Paragraph (h) has presumably been included in order to suggest that the accompanying report contains many more solid
proposals, too bulky to be listed in the proposition itself. Since this is not the case, my amendment deletes this paragraph.
The report in fact largely consists of two elements: Firstly, a general assumption that the problem of inflation will be solved by more working parties, highly-paid consultants, Task Forces and reports - in medical terms, rather akin to weighing the patient and pronouncing him cured; and secondly, a thinly-concealed advance bid' for greater financial and manpower resources for control and administrative functions rather than useful work.

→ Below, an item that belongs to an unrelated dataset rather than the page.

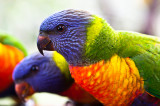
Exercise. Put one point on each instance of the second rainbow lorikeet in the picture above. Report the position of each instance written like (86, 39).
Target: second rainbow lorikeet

I believe it is in any case a dangerous practice for the States to adopt every word of a report, rather than to agree to take such specific actions (listed in the proposition) as the supporting report may justify. Endorsement of entire reports can be - and often has been - used to justify subsequent proposals which never entered the minds of those who originally endorsed the report.
My amendment replaces paragraph (h) with a new duty on States' Committees to examine and prioritise their current activity. Many people, both inside and outside the States, believed that this essential task, identifying the States' core services' in line with oft-repeated strategic objectives, would be achieved by the programme of service reviews. Sadly, this key task - without which the inexorable growth in the public sector payroll can never be brought under control - was specifically excluded from the terms of reference of the service review consultants.